Vocês conhecem a Bel Pesce? Pois bem, acredito que a maioria só passou a conhecê-la depois do Zebeleo, um crowfunding de uma hamburgueria totalmente inovadora. E acreditem, não é porque que vende hambúrgueres feitos de 2 carnes e um pão no meio, o motivo é o conceito por trás de um produto gourmet que você encontra em qualquer feira gastronômica. Por ela, o tal Zé e o Leo ganhador do Master Chef terem dinheiro suficiente para não pedirem dinheiro a gente, a empreitada virou uma piada, justa, alias. Ao mesmo tempo em que apareceu um ódio e um desentendimento do porque da fama da menina, que aparentemente mente no currículo dela, me criou curiosidade para saber mais dela (através de textos, inclusive ela tem uma conta no Medium).

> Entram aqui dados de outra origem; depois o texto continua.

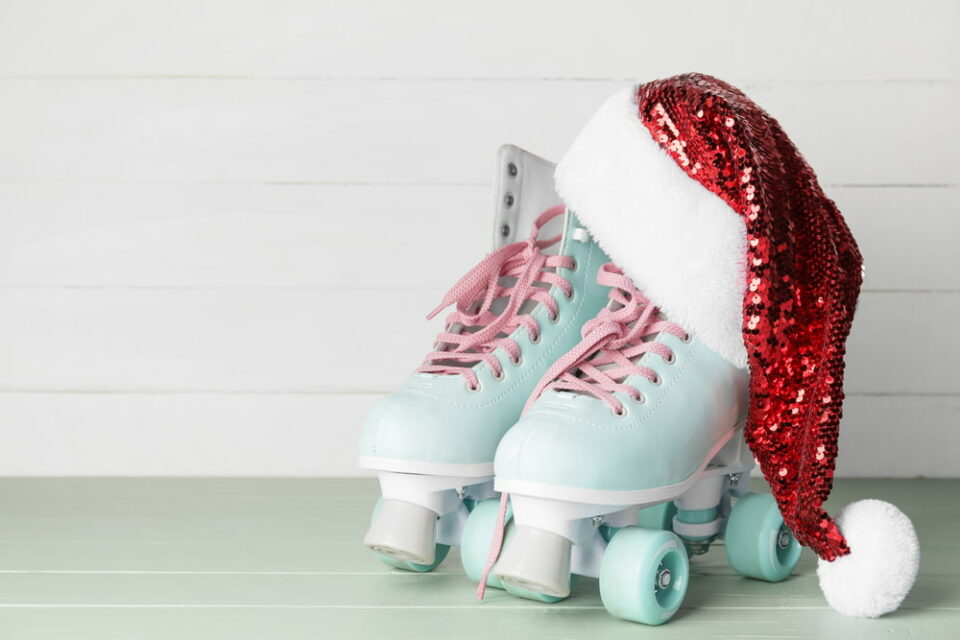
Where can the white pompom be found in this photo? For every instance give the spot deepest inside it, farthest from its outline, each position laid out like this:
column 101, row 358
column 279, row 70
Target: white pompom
column 875, row 577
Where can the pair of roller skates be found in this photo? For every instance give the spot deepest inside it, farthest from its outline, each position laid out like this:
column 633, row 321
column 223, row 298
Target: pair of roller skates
column 616, row 433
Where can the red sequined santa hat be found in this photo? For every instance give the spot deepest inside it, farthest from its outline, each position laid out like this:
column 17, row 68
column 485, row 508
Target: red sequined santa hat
column 702, row 199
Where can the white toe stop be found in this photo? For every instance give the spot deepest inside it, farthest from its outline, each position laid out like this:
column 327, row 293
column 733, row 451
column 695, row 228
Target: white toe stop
column 877, row 574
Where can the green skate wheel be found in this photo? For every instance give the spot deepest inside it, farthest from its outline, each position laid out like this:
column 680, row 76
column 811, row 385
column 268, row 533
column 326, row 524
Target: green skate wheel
column 759, row 545
column 441, row 553
column 477, row 536
column 643, row 575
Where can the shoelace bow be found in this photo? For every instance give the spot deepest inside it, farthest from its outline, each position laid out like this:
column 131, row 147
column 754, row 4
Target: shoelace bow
column 474, row 330
column 600, row 364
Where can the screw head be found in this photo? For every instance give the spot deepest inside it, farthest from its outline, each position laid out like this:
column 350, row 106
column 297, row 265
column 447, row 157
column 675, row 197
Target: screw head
column 663, row 578
column 783, row 539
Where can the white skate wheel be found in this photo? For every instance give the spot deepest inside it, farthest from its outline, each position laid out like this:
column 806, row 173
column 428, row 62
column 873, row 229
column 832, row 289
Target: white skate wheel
column 535, row 561
column 403, row 531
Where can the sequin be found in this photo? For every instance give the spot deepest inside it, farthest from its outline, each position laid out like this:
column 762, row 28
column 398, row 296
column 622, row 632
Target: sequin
column 804, row 272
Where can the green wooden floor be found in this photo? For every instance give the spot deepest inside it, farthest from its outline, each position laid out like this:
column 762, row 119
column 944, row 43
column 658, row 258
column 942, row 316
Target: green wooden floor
column 277, row 559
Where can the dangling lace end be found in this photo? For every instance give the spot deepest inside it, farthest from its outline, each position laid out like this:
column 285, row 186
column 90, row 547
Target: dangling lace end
column 440, row 307
column 495, row 545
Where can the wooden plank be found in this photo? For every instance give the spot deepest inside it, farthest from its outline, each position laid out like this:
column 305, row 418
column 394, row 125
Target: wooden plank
column 331, row 340
column 315, row 434
column 242, row 235
column 249, row 130
column 856, row 39
column 471, row 622
column 189, row 235
column 310, row 598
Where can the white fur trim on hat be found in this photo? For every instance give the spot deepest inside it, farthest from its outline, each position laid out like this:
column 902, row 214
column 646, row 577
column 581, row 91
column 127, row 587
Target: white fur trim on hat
column 682, row 245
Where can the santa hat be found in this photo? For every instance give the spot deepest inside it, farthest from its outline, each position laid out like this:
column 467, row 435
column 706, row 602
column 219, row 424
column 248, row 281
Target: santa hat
column 700, row 197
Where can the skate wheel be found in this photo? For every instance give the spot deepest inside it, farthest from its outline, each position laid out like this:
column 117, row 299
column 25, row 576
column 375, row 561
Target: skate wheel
column 535, row 564
column 759, row 545
column 440, row 553
column 477, row 536
column 643, row 575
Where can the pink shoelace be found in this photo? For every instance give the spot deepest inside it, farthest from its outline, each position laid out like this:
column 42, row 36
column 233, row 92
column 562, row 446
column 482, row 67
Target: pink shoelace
column 518, row 272
column 601, row 362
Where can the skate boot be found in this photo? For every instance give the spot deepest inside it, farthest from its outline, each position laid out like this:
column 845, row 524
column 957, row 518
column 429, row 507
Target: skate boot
column 639, row 414
column 433, row 440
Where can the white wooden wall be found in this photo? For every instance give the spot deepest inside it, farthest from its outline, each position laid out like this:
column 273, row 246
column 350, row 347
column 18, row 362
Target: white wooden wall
column 222, row 221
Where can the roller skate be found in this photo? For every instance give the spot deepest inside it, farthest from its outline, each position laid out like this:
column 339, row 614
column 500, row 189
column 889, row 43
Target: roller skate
column 432, row 441
column 733, row 295
column 629, row 460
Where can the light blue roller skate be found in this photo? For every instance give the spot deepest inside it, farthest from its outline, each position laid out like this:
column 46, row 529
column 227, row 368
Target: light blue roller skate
column 433, row 440
column 641, row 413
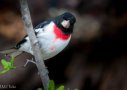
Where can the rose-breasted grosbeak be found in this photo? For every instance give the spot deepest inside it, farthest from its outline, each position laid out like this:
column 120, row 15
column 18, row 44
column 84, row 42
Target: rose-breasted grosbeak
column 53, row 36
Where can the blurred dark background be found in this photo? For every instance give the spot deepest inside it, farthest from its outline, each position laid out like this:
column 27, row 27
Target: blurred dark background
column 96, row 57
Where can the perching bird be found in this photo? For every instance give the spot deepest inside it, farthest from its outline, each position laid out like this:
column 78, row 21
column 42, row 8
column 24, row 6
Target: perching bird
column 53, row 36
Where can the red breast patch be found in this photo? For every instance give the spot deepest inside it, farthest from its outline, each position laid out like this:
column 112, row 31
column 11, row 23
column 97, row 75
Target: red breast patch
column 59, row 34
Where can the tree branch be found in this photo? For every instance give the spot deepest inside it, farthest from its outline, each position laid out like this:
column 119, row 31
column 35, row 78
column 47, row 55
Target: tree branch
column 34, row 43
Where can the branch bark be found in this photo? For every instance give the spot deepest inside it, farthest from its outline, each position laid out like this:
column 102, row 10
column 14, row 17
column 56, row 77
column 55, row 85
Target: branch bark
column 34, row 43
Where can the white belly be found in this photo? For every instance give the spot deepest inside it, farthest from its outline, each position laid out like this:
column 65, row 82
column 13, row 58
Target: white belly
column 48, row 46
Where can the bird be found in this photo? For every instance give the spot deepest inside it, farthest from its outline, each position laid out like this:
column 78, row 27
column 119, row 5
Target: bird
column 53, row 36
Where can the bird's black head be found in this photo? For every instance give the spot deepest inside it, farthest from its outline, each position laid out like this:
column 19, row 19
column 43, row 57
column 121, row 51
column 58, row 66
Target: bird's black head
column 65, row 22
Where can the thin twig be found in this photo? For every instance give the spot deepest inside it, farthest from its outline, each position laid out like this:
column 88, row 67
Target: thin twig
column 34, row 43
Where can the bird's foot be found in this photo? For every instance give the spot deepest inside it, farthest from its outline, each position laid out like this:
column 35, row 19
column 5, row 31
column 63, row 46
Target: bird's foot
column 29, row 61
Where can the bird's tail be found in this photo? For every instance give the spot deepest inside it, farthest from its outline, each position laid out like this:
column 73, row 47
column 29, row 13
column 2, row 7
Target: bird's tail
column 11, row 52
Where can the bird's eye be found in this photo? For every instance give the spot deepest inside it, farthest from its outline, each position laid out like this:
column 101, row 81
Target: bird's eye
column 65, row 18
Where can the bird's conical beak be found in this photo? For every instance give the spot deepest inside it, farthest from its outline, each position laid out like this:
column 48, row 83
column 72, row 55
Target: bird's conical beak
column 66, row 23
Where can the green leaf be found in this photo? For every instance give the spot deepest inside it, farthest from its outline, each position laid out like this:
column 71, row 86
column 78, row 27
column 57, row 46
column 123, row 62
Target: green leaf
column 12, row 60
column 39, row 89
column 51, row 85
column 60, row 88
column 4, row 71
column 48, row 88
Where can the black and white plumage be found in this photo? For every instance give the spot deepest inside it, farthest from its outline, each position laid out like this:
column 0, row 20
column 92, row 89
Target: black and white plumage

O discurso dela é muito parecido com uma porção de gente que venceu na vida: Queria deixar seu emprego de gerente máxima numa multinacional fodona, pegou alguns dinheiros, foi pro EUA, fez estágio em um monte de lugar, de tão boa foi chamada para mais lugares, hoje ganha dinheiro fazendo algo que pô, porque não pensei nisso antes. Já ouvi dela, da nova chef do Hells Kitchen (que disse que precisava mudar de emprego insatisfatório, pegou 500 dólares e foi para a França.), das pessoas ao meu redor, dos grandes empresários, nos textos da geração que é preguiçosa e não está rica porque não quer. Normalmente são pessoas bem nascidas, com pais bancando viagem para a Europa e curso em faculdades caras, tinham um trabalho chato, mas como é a geração que podem fazer o que quiser, fazem o que querem.

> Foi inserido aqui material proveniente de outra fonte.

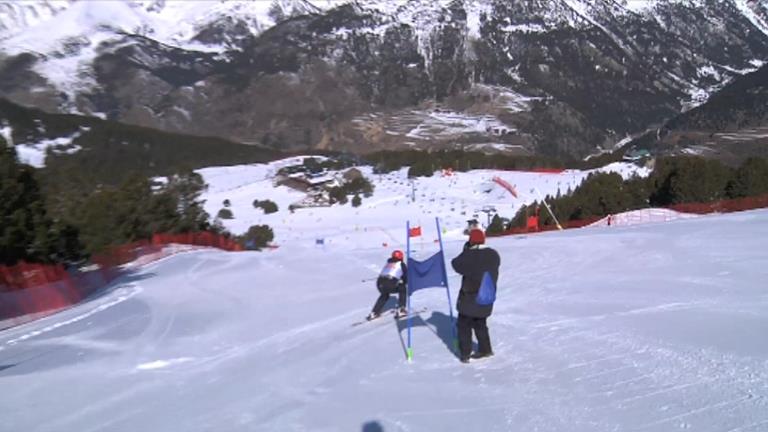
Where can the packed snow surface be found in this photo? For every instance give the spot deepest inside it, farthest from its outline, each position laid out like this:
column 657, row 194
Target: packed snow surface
column 381, row 218
column 643, row 328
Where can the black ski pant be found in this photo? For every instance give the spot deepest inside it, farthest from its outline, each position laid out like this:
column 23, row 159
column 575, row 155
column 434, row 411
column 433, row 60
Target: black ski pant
column 387, row 287
column 465, row 325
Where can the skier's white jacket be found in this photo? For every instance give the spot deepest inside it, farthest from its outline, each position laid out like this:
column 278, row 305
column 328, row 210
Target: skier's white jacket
column 392, row 270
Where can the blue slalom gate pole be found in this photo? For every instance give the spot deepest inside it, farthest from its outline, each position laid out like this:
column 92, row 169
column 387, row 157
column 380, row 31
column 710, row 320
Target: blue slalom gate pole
column 409, row 350
column 447, row 289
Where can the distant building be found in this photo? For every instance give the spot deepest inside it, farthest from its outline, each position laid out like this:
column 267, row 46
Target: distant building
column 635, row 155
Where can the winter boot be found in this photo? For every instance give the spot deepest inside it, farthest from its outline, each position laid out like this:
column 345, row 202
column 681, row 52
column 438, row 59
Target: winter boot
column 479, row 355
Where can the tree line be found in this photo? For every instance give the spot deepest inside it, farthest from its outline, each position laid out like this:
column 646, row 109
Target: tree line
column 675, row 180
column 68, row 222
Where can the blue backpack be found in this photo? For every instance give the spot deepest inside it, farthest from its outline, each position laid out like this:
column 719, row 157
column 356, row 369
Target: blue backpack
column 486, row 295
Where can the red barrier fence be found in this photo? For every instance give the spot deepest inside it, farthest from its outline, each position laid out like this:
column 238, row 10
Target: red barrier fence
column 32, row 289
column 724, row 206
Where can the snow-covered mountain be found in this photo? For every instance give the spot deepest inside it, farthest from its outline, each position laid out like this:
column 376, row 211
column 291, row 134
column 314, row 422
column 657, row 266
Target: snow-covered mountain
column 560, row 77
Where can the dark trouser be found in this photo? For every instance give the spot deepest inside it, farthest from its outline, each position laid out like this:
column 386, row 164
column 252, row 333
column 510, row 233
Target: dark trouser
column 387, row 287
column 465, row 326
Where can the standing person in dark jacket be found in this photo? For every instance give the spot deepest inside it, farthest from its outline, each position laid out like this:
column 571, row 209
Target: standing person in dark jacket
column 393, row 279
column 472, row 264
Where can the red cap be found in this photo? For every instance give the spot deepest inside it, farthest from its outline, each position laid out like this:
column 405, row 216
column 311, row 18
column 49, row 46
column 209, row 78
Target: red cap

Eu às vezes, talvez num momento como o meu de agora, sou seduzida por este discurso. Olho pro meu lado e vejo gente na glória da flor da idade. Com 20 e poucos anos, morando sozinhos, sendo chamados para projetos a rodo, sendo respeitados, casados, felizes, realizados. Trabalhando onde querem, ganhando bem o suficiente para não pensarem em quão 20 reais fazem falta, com o parceiro perfeito em fotos incríveis no Instagram. Olho para meu umbigo e vejo uma artista falida no auge da depressão, querendo não fazer nada, não vendo nenhum projeto emplacar porque precisar fazer isso sozinha, sem dinheiro e nenhum namorado para passar os dias de frio (até tenho alguém, mas é aquele ser que vivo postando texto sobre ele). Eu sou um fracasso. Eles, vencedores.

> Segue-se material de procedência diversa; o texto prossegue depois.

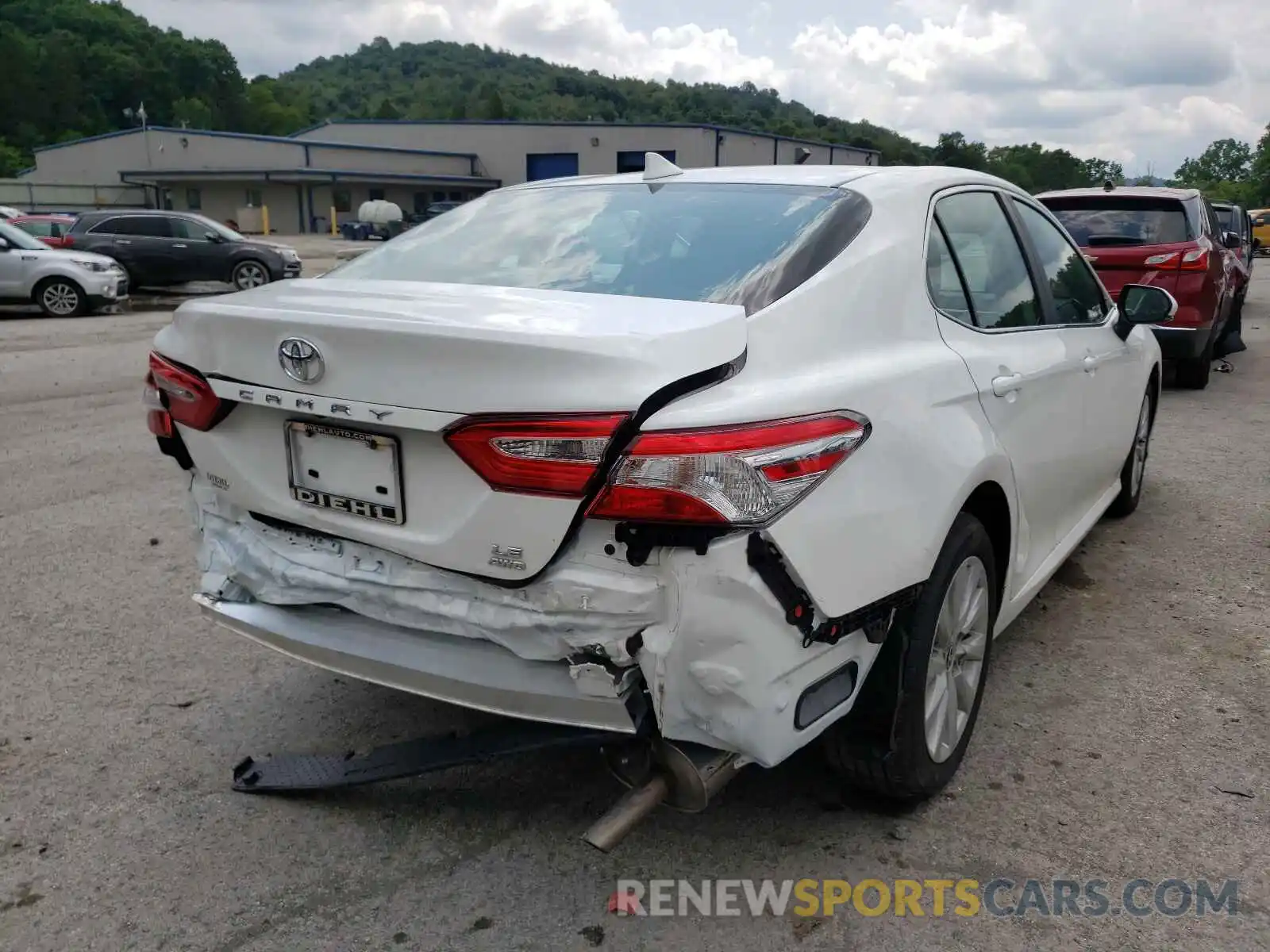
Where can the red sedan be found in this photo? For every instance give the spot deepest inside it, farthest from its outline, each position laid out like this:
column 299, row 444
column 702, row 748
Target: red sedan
column 50, row 228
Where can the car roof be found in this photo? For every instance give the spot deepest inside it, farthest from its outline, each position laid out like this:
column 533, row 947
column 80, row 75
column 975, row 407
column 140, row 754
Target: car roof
column 1181, row 194
column 872, row 177
column 112, row 213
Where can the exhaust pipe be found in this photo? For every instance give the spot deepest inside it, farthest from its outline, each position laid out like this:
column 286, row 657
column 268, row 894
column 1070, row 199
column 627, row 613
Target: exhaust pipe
column 683, row 776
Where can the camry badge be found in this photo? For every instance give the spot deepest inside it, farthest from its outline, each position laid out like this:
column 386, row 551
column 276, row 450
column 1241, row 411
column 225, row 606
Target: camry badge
column 302, row 359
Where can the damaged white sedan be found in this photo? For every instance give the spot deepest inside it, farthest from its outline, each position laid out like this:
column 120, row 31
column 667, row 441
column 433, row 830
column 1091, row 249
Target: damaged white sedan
column 730, row 459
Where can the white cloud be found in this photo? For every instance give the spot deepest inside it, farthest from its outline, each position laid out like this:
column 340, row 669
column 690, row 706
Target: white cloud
column 1136, row 80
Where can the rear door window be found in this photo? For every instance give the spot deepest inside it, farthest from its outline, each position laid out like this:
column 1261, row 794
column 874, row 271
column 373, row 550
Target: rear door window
column 1077, row 294
column 943, row 281
column 983, row 244
column 1110, row 221
column 146, row 226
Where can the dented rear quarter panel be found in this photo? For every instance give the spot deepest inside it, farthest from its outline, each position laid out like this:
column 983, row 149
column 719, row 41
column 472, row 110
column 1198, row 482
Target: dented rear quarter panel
column 876, row 524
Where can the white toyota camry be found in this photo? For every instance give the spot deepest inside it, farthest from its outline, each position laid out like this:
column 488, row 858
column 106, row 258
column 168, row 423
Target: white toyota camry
column 729, row 459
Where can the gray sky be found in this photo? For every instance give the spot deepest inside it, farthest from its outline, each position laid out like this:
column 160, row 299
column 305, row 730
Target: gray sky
column 1141, row 82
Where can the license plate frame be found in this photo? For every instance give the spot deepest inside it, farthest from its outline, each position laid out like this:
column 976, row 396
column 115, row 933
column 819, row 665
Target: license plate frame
column 391, row 512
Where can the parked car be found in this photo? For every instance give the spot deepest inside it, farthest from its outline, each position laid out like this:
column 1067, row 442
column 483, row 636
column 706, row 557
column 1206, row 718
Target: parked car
column 1168, row 239
column 1260, row 219
column 50, row 228
column 64, row 283
column 743, row 451
column 1236, row 221
column 160, row 249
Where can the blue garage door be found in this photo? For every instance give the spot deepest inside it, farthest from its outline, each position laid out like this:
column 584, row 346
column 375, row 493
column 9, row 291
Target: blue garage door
column 550, row 165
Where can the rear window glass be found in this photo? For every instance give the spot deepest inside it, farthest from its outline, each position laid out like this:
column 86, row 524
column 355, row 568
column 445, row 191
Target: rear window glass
column 690, row 241
column 1119, row 220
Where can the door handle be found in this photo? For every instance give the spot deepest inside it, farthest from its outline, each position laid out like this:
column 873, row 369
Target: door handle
column 1007, row 385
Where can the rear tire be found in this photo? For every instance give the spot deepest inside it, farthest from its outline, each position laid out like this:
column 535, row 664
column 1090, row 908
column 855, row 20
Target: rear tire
column 1193, row 374
column 949, row 634
column 249, row 274
column 61, row 298
column 1134, row 471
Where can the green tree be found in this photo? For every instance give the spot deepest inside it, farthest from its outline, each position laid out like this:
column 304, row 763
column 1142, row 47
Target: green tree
column 952, row 149
column 1225, row 160
column 12, row 160
column 1259, row 173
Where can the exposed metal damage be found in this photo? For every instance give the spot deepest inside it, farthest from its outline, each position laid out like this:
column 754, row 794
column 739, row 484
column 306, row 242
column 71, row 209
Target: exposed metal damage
column 722, row 664
column 575, row 608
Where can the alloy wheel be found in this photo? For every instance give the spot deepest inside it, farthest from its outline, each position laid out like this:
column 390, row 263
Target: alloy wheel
column 956, row 658
column 60, row 298
column 251, row 276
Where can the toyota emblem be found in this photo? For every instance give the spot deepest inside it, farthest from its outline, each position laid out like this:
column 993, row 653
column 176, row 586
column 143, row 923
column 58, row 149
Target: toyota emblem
column 302, row 359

Acontece que não sou a única e não me surpreenderia se alguém chegasse até a mim e falasse que sente o mesmo. Vejo amigos batalhando sem sair do lugar, sonhando com o dia que vão poder ficar tranquilos em relação as contas do mês. Gente na depressão, de tentar fazer algumas coisas mas não conseguir porque não ver retorno. Gente com mais de 25 morando com os pais porque não tem como se sustentar sozinho. Gente tomando remédio, com corações quebrados e esperando o dia passar para a noite chegar e poder dormir em paz. Ora, o que a gente está fazendo de errado para ficar assim? Então, nada.
A galera está tão louca para denominar a tal geração de 20epoucos quase 30 que tem empresas cedo, que são pessoas livres e viajam por lugares maravilhosos largando tudo para virar hippie no Chile que se esquecem que uma história não é igual a todas as outras. Vamos lá, quem pode largar um trabalho que ganha bem para ser feliz, sem pensar em contas ou na creche do filho, já são privilegiados. Eu não posso fazer isso e acredito que nem você. É trabalhar num lugar onde te deixa mal, que você espera reconhecimento mas nunca irá aparecer, ganhar pouco mas ficar feliz por ter algo. A maioria suporta esta pressão para ter o que comer e sustentar algum sonho, que talvez nem se concretize em vida. Quantas pessoas trabalham num lugar insatisfatório e não podem sair deste ciclo que parece não ter fim?
A minha geração é a geração que precisa pagar as contas antes de tudo. Nos espelhamos em textos de como ser melhores sem a possibilidade de ser. Temos outras prioridades e isso vai crescendo de uma forma que assustadoramente talvez não saímos dessa. Estamos num país que nem todo mundo tem faculdade e nem pode fazer. Que a maioria sobrevive com um salário mínimo, que nem pode pensar em comprar um requeijão porque no mercado custa 10 reais. Somos uma geração como a música Maria Maria, do Milton Nascimento: Não vivemos, apenas aguentamos.
E se mais alguém vier com o discurso de “precisamos nos esforçarem mais” vai levar um belo pontapé no meio da cara. Vocês simplesmente não sabem o que estão falando.